Os boatos diziam que também eram amorosos, mas ninguém questionava abertamente.
– Senhor Anneton e senhora Heda. – Nero cumprimentou com um balançar de cabeça fervoroso. – Jamais achei que viriam.
– O senhor foi muito educado convidando a nós dois – disse Heda num sorriso belo. Os seus brincos balançavam junto das orelhas pontudas, a deixando ainda mais charmosa. – Seria um desperdício não vir apreciar a neve das terras nortenhas.
– Fazia alguns anos que não venho também. – Anneton tirou outro casaco, mantendo apenas o colete preto e a corrente correndo do peito a cintura, de seu relógio de bolso. – E sempre ouvi grandes elogios do Baile de Vidro. Mas… – seus olhos percorreram muitos rostos conhecidos e importantes –… não achei que tantas figuras estariam reunidas em um só lugar.

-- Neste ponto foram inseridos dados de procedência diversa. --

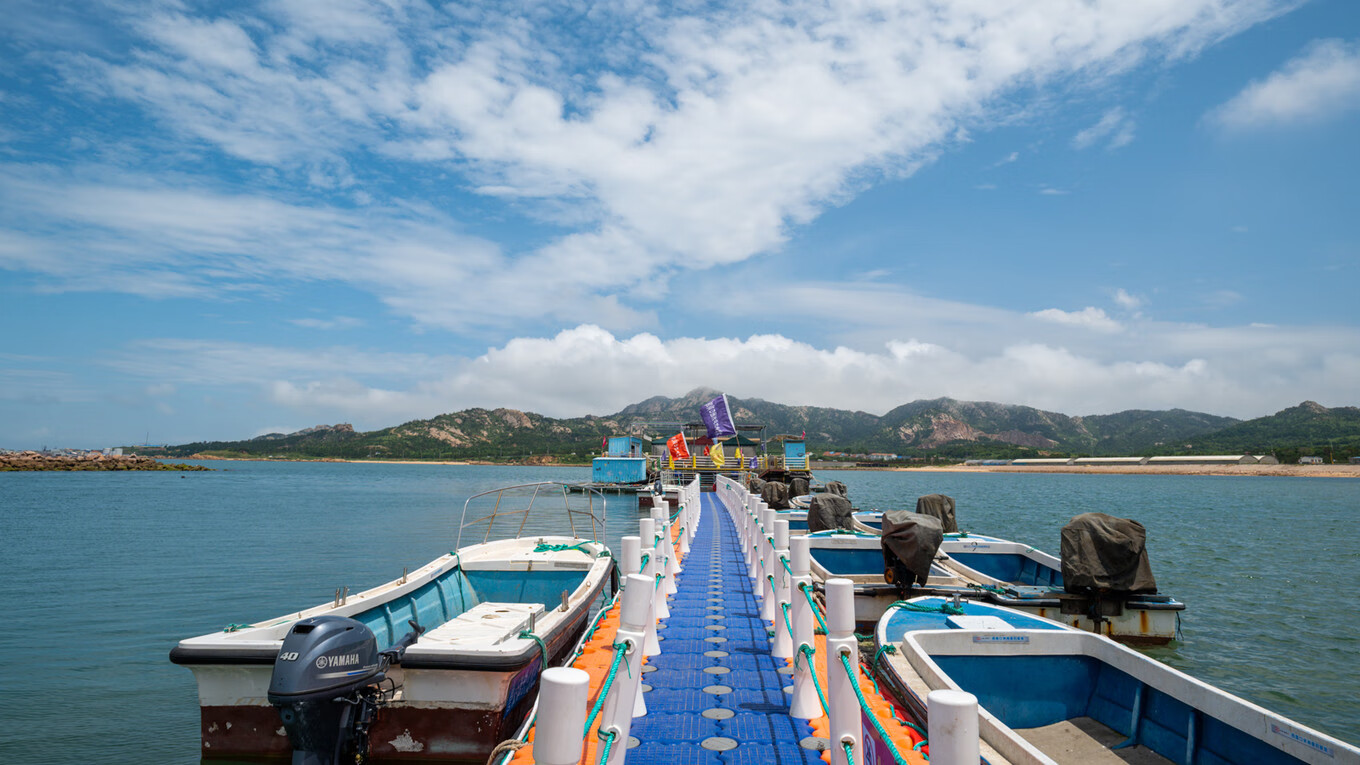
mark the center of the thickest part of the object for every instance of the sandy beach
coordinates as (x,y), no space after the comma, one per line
(1257,470)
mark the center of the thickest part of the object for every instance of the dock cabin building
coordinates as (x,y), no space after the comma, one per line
(624,462)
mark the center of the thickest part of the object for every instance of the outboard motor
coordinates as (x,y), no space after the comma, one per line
(828,512)
(1105,560)
(940,507)
(910,542)
(328,684)
(775,494)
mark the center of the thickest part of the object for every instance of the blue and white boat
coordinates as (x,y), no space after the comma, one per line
(1015,575)
(997,571)
(1056,696)
(858,557)
(495,614)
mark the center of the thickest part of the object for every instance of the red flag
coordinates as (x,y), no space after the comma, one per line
(677,448)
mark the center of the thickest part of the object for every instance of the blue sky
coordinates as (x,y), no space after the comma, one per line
(226,219)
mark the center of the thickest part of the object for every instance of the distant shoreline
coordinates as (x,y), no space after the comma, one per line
(1238,470)
(1241,470)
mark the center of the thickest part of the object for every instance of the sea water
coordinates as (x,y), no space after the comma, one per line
(104,572)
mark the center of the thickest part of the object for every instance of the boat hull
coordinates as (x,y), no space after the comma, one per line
(461,689)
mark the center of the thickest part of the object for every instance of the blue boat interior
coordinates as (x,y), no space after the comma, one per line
(903,621)
(457,590)
(850,561)
(1031,692)
(1011,566)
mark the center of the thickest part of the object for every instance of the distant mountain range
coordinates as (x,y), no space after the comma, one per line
(939,428)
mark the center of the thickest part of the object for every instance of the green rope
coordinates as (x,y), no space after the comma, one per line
(864,707)
(595,625)
(886,648)
(943,609)
(894,709)
(608,681)
(988,588)
(807,594)
(608,743)
(812,670)
(543,648)
(580,546)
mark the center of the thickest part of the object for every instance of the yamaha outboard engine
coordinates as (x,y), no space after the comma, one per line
(328,686)
(910,542)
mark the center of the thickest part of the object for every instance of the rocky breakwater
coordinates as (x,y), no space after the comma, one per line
(93,460)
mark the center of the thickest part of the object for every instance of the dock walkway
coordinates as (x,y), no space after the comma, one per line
(717,694)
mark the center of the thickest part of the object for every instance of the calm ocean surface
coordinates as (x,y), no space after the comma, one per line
(105,572)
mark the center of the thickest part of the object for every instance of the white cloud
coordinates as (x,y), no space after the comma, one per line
(1243,372)
(1115,128)
(1088,317)
(1126,300)
(335,323)
(1321,82)
(687,142)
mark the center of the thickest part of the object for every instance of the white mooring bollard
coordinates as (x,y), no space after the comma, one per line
(562,716)
(805,701)
(620,707)
(782,637)
(767,565)
(631,565)
(846,726)
(952,727)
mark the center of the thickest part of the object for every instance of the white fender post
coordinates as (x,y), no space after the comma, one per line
(767,565)
(667,547)
(782,637)
(665,520)
(805,703)
(845,707)
(562,703)
(952,727)
(752,541)
(646,528)
(630,566)
(620,707)
(684,531)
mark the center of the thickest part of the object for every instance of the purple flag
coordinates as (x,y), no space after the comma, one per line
(717,418)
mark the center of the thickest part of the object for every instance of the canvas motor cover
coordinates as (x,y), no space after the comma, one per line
(939,507)
(827,512)
(775,496)
(913,538)
(1106,553)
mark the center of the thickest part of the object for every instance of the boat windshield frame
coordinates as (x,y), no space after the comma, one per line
(541,493)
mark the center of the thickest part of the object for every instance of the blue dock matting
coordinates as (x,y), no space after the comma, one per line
(716,611)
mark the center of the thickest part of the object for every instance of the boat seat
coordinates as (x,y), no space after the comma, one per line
(484,624)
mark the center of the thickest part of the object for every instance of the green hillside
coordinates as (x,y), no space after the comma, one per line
(936,429)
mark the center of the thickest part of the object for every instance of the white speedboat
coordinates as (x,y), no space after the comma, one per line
(1053,696)
(493,614)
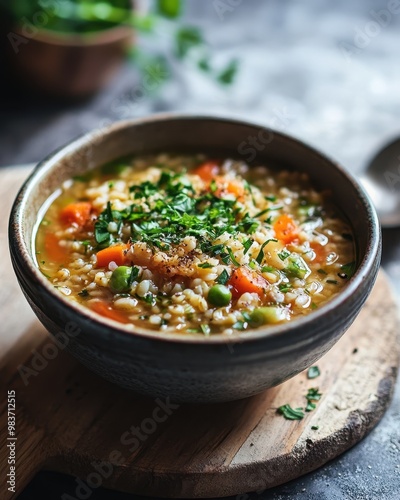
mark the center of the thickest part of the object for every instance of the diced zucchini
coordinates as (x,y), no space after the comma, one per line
(296,267)
(267,315)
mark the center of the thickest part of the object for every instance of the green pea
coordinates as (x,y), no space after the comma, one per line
(219,295)
(267,315)
(120,279)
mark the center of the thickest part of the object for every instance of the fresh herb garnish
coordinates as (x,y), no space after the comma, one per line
(313,372)
(291,413)
(267,269)
(232,257)
(247,244)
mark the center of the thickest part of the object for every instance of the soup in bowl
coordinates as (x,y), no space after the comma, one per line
(188,270)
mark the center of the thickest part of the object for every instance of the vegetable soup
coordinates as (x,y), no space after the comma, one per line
(190,244)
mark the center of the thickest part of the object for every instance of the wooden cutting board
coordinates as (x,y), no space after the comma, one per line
(70,420)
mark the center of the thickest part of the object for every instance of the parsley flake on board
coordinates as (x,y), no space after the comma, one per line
(291,413)
(311,396)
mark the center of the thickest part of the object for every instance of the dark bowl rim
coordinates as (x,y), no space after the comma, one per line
(19,246)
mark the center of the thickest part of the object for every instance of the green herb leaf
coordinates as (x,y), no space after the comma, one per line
(232,257)
(247,244)
(291,413)
(170,8)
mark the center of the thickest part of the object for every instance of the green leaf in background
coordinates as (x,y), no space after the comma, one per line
(227,75)
(170,8)
(186,38)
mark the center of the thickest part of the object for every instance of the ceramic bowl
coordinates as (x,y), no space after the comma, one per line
(188,367)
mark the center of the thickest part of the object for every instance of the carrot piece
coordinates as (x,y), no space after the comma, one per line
(106,310)
(53,250)
(116,253)
(207,171)
(285,228)
(244,280)
(77,213)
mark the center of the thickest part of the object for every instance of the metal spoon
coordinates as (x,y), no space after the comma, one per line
(381,179)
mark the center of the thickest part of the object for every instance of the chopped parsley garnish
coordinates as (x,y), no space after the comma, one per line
(313,372)
(247,244)
(170,209)
(291,413)
(232,257)
(332,282)
(267,269)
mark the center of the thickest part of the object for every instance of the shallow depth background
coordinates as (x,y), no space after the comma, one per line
(325,72)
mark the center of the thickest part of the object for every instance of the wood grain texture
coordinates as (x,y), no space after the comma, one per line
(70,420)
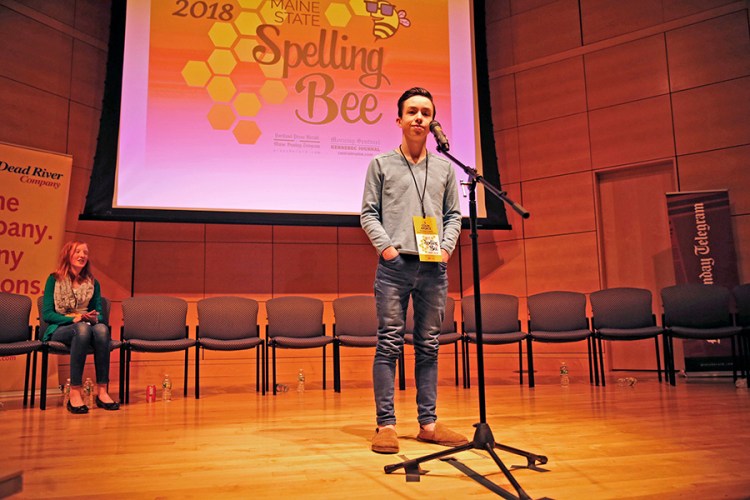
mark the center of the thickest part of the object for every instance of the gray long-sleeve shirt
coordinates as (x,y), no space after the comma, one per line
(390,200)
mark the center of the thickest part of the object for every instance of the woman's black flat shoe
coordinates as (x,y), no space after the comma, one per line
(77,410)
(107,406)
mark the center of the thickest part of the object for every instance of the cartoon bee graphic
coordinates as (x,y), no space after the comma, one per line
(386,19)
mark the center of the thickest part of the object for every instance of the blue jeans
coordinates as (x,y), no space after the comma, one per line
(427,284)
(79,337)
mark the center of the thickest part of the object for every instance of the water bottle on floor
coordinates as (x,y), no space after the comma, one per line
(564,379)
(66,393)
(166,389)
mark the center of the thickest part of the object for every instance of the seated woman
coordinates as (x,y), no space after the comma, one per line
(71,308)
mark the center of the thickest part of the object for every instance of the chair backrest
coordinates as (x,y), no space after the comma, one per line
(295,316)
(449,321)
(154,318)
(15,311)
(742,301)
(557,311)
(693,305)
(106,308)
(499,313)
(227,318)
(622,308)
(356,316)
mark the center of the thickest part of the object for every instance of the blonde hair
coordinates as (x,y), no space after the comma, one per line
(64,268)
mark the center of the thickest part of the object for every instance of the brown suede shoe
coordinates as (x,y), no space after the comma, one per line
(442,436)
(385,440)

– Alguns são convidados, outros visitantes. Alguns são parte de acordos e alianças – Nero informou abertamente.
Maverick também apertou a mão de Anneton e quando se dirigiu a Heda, a pegou fitando o meio do salão.
– São um casal bem unido – ela disse atraindo a atenção dos demais. – Estão dançando com muitos outros casais ao redor, mas não enxergam nenhum deles. É raro encontrar alguém que conduza e seja conduzido na mesma proporção. Anneton, querido, você deveria me levar para dançar como aqueles dois.
Ele ergueu a mão e Heda deu uma risada baixinha.
– Você não perde tempo.
– É o que menos temos, não é? – Anneton a guiou para o centro do salão e começaram a vaguear lado a lado, um corpo encostado no outro.
De uma hora para a outra, os espectadores chamaram seus pares e se guiaram para o meio do salão. Não perderiam a chance de estar ao lado de um dos Doze. E a música diminuiu ainda mais seu ritmo, tocando uma melodia tão devagar que Orion e Nayomi se tornaram ainda mais quietos em sua posição.
Focados um no outro, suas respirações se ajustaram, apreciando apenas o momento de estar um com o outro.
– Eu tenho que ir ver meu primo – disse mentalmente para Nayomi. – Essa é a uma boa desculpa para você me encontrar no corredor fora de vista de todo mundo?
– É uma ótima desculpa. Mas, a gente não pode demorar e não posso ficar desarrumada.
– Não se preocupe, não vai acontecer.
Ele se desgrudou dela e fez uma imensa mensura. Nayomi respondeu com cortesia de uma dama e os dois se separaram sem dizer nada um para o outro. Orion partiu para um lado e sumiu ao atravessar a porta.
Matilda viu sua filha se aproximar.
– Tenho que trocar esse sapato, mãe. Está apertando muito meu pé.
Cassiano, ao lado de Matilda, deu uma risada.
– E qual desculpa ele usou para ir embora? Aposto que foi para ver Tito.
Nayomi prendeu o sorriso no canto da boca, sem assentir.
– Pode ir – Matilda consentiu. – Não demore e nem venha desarrumada. Anneton Feriano está aqui, e ele vai querer conversar conosco. E traga Orion, o Líder dos Baker deve se apresentar aos Doze com solidariedade.
Interiormente felizarda, saiu andando e nem percebeu que saltitava sozinha pelo caminho.